Where to store uploaded files? File System versus Database storage.

Where to store uploaded files? File System versus Database storage.

The purpose of this research, as described in the title, comparing the idea of storing files using either a Database or the mere FileSystem of the operating system by studying the experience of other people’s or companies’ and learning as much as possible from their experience.

Almost all analyses and discussions present on different speciality websites, as well as dedicated database companies, present almost the same answer, and the same principles in storing uploaded files.
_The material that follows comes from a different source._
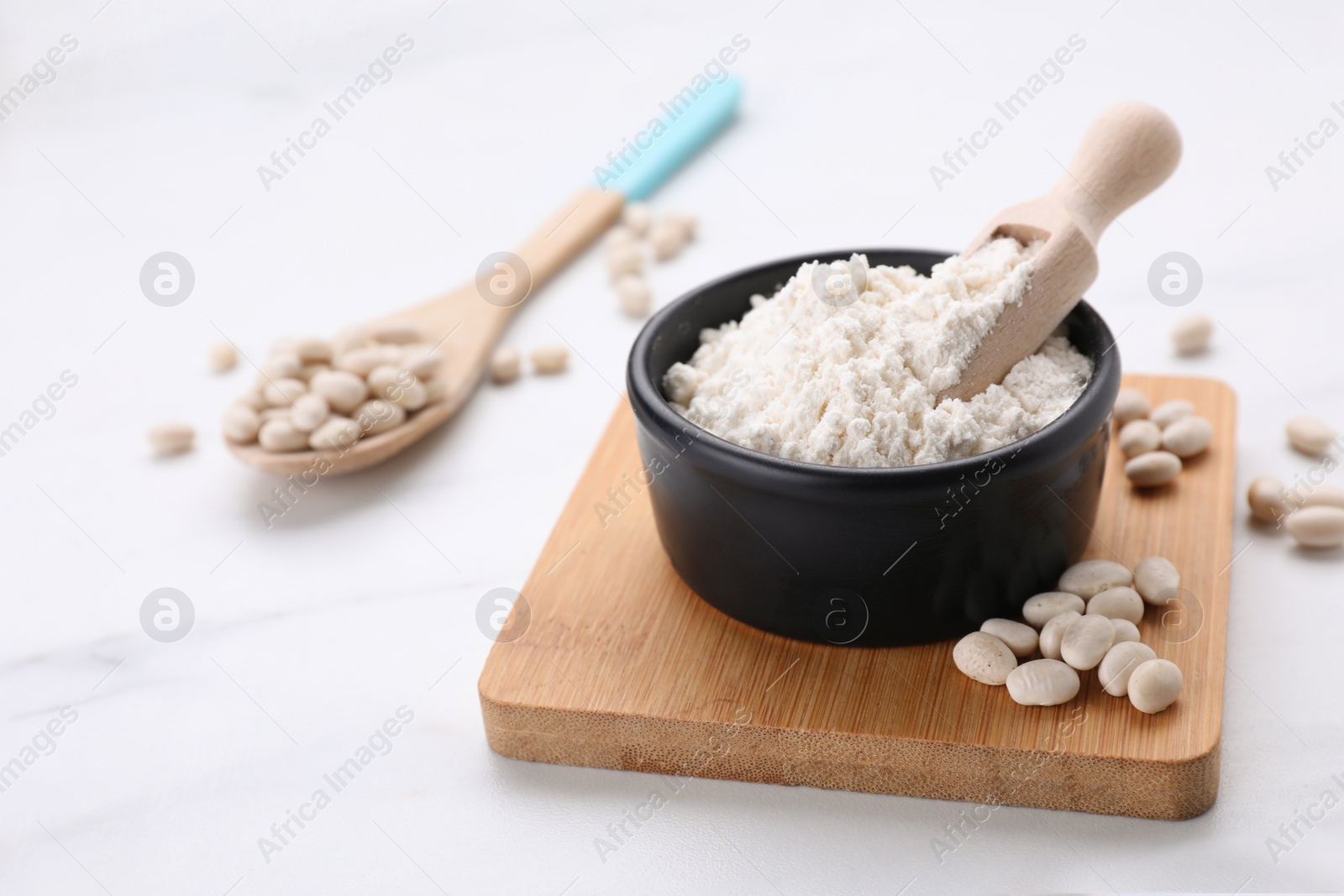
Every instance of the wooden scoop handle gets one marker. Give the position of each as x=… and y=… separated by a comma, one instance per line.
x=1126, y=155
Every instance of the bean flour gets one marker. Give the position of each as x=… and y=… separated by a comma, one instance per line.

But before that, let’s see some pros and cons for using each type of file storage (also, with additional comments, explaining or negating some of the affirmations):

Pros of the File system:

Performance can be better than doing it in DB. To justify this, If you store large files in DB then it may slow down the performance because a simple query to retrieve the list of files or filename will also load the file data if you used Select * in your query. While Files system accessing a file is quite simple and lightweight.
This comment is partially true. No DB architect in his right mind would put the file blob in the same table with the file’s metadata, however, writing and reading from a database is tributary to SQL queries, which may become intensive over time.
Saving the files and downloading them in the file system is much simpler than database since a simple Save as function will help you out. Downloading can be done by addressing an URL with the location of the saved file.
Migrating the data is an easy process here. You can just copy and paste the folder to your desired destination while ensuring that write permissions are provided to your destination.
Cost-effective as It is Economical in most of the cases to expand your web server rather than paying for certain Databases.
Easy to migrate it to Cloud storage like Amazon S3 or CDNs etc in the future.

Cons of the File system:

Loosely packed. No ACID (Atomicity, Consistency, Isolation, Durability) operations relational mapping which mean there is no guarantee. Consider a scenario if your files are deleted from the location manually or by some hacking dudes, you might not know whether the file exists or not. Painful right?
This is indeed true. Not even involving the idea of hacking, the disk (thus the file) can be corrupted, files can be deleted “by mistake”, but this is a loop in the system’s design and not a problem for the Fyle System itself. If we talk about database backup and replication/synchronization when it comes to databases, why shouldn’t we apply the same principles here as well?
Low Security. Since your files can be saved in a folder where you should have provided write permissions, it is prone to safety issues and invites troubles like hacking. So it is best to avoid saving in fs if you cannot afford to compromise in terms of security.
This is completely false. If the hacker gains access to your application or your application’s OS, there are very big changes he will get access to the database as well.

When is it most preferred:

If your application is liable to handle Large files of size more than 5MB and the massive number say thousands of file uploads.
This is also confirmed by a Microsoft study on their own Database & File System (MSSQL vs NTFS) which concludes that for files bigger than 264kb, the best approach is storing the files on a File System and not in a Database.
If your application can land you on cloud nine, I mean your application will have a large number of users.

Best way to do:

Though File System comes with some cost and certain cons, a good Internal Folder Structure and choosing a folder location which may be a little difficult to access by others, but I will talk about this, in a section.

Pros of Database:

ACID consistency which includes a rollback of an update that is complicated when the files are stored outside the database.
This is indeed a plus of Database storage. Performing the same actions on a File System required serious scripts and a lot more headaches just by taking into consideration the mere complexity of your storage implementation.
Files will be in sync with the database so cannot be orphaned from it which gives you an upper hand in tracking transactions.
Backups automatically include file binaries.
More Secure than saving in a File System.
Incorrect. Security, if necessary, should be done by encryption, and not by DB/FS storage. The reasons are explained in a comment above.

Cons of Database:

You may have to convert the files to a blob type in order to store it in DB.
Database Backups will become more hefty and heavy.
Memory ineffective. To add more, often RDBMS’s are RAM driven. So all data has to go to RAM first. Yeah, that’s right. Had you ever thought about what happens when an RDBMS has to find and sort data? RDBMS tracks each data page even the lowest amount of data read/written, and it has to track if it’s in memory or if it’s on disk if it’s indexed or sorted physically etc.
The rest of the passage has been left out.